Bir gerçeği daha hatırlatalım: Bu felaket, yalnızca meyveyi vurmadı. Meyve üreticisi, bu yıl sebzeye yöneldi. Fide fiyatları %500’e kadar arttı. Üretim sahası genişledi, ama bu sefer de arz fazlası riski doğdu. Bu yıl sebze çok olacak, ama para etmeyecek. Zararını kurtarmaya çalışan çiftçi, bu kez maliyetin altında satış yapacak. Yani çiftçi her halükârda zarar edecek! Sizce bu adil mi? Peki, devlet nerede? Tarım Kanunu’na göre devlet, çiftçiye milli gelirin %1’i oranında destek vermekle yükümlü. Ancak bugün bu oran sadece %0,22. Yani çiftçinin hakkı verilmediği gibi, sesi de duyulmuyor.
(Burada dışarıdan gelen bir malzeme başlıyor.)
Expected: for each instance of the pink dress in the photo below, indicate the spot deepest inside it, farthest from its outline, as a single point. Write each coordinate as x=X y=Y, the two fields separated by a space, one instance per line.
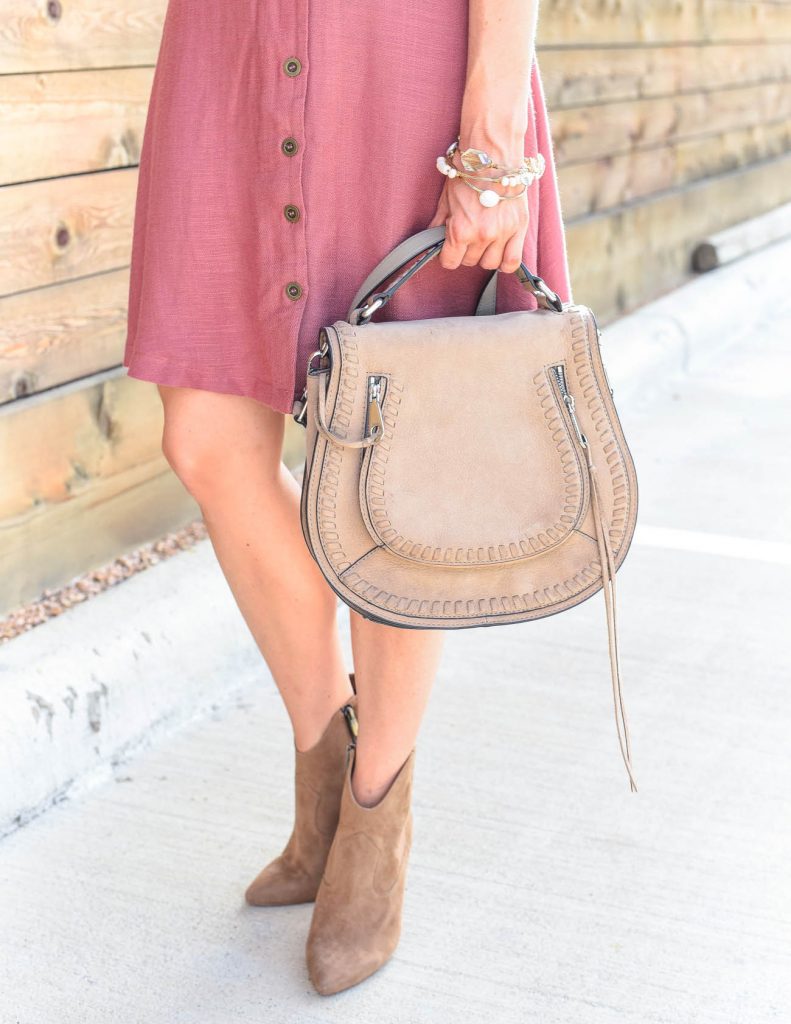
x=288 y=147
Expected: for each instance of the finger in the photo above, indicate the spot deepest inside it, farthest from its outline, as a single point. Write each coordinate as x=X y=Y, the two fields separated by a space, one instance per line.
x=454 y=248
x=443 y=211
x=492 y=256
x=512 y=252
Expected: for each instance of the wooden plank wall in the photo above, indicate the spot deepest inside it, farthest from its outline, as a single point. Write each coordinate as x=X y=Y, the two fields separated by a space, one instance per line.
x=670 y=120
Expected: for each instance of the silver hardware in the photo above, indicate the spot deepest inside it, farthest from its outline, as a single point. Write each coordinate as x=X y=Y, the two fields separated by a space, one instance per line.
x=367 y=311
x=350 y=717
x=374 y=421
x=559 y=376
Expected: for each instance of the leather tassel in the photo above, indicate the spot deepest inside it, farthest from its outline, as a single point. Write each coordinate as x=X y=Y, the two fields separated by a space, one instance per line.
x=608 y=577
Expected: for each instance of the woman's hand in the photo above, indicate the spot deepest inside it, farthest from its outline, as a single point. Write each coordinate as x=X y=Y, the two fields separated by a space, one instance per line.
x=492 y=237
x=494 y=113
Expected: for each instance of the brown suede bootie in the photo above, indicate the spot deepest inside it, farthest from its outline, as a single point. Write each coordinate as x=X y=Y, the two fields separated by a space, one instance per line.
x=356 y=925
x=295 y=875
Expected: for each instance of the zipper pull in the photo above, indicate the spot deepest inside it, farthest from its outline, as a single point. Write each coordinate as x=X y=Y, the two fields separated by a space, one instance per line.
x=569 y=399
x=375 y=424
x=351 y=722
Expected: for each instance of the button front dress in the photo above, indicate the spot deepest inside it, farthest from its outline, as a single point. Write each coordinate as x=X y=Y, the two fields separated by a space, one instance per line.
x=288 y=147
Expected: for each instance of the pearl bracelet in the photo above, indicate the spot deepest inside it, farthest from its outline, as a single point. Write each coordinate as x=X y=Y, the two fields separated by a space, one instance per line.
x=529 y=171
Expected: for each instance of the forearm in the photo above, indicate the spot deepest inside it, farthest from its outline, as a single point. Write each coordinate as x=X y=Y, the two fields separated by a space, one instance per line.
x=500 y=48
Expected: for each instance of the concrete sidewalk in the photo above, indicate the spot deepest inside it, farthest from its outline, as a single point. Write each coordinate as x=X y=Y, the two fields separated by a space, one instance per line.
x=539 y=888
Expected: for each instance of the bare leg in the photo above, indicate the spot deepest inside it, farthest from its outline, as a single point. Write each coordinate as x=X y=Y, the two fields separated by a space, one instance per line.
x=394 y=669
x=226 y=451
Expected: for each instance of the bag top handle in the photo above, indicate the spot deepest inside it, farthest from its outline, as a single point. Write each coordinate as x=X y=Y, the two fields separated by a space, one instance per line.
x=426 y=245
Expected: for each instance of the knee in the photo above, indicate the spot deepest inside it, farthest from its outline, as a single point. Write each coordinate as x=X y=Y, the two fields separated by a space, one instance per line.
x=193 y=455
x=215 y=442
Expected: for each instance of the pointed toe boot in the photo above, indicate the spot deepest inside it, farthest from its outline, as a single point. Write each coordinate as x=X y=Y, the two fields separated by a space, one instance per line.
x=294 y=876
x=357 y=920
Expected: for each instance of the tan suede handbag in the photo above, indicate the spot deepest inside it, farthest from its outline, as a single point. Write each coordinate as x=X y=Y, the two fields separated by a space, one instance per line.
x=466 y=471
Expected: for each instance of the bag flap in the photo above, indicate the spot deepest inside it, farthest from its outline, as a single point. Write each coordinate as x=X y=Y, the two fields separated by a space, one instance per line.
x=477 y=463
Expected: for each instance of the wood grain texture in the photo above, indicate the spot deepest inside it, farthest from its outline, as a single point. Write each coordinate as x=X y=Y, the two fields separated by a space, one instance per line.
x=66 y=227
x=59 y=123
x=73 y=35
x=641 y=23
x=58 y=334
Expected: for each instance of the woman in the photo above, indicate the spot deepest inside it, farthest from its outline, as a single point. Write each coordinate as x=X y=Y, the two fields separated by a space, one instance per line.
x=288 y=147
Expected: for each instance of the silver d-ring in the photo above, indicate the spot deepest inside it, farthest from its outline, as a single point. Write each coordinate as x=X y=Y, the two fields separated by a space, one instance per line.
x=367 y=311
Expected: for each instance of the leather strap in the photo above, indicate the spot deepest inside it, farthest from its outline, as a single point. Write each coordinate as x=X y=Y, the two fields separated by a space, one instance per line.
x=321 y=420
x=426 y=245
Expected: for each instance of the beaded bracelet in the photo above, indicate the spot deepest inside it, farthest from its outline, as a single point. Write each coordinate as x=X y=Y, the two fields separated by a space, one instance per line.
x=529 y=171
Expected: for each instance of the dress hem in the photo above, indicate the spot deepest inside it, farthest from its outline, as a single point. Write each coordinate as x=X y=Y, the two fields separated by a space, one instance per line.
x=180 y=375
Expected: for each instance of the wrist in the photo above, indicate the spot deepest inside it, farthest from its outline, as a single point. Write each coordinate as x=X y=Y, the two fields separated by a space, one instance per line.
x=501 y=134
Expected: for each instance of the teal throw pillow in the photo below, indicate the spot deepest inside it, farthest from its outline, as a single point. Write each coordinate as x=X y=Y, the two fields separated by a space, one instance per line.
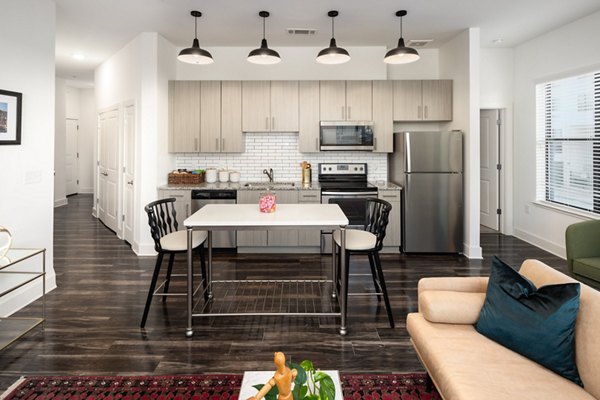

Buradan açık çağrıda bulunuyoruz: Don felaketinden etkilenen tüm bölgelerde acil zarar tespiti yapılmalıdır. Sigortası olmayan üretici de destek kapsamına alınmalıdır. Borçlar faizsiz şekilde ertelenmeli, üreticiye nefes aldıracak şekilde yapılandırılmalıdır. Tarım Kredi Kooperatifleri ve Ziraat Bankası aracılığıyla sıfır faizli ayni krediler sunulmalıdır. Mazot, gübre, ilaç desteği artırılmalı; maliyetler düşürülmelidir. Mevsimlik işçilerin barınma, ulaşım ve temel ihtiyaçlarına dair iyileştirme çalışmaları başlatılmalıdır. Nakliyede KDV indirimi, stopaj ve kesinti muafiyetleri hayata geçirilmelidir.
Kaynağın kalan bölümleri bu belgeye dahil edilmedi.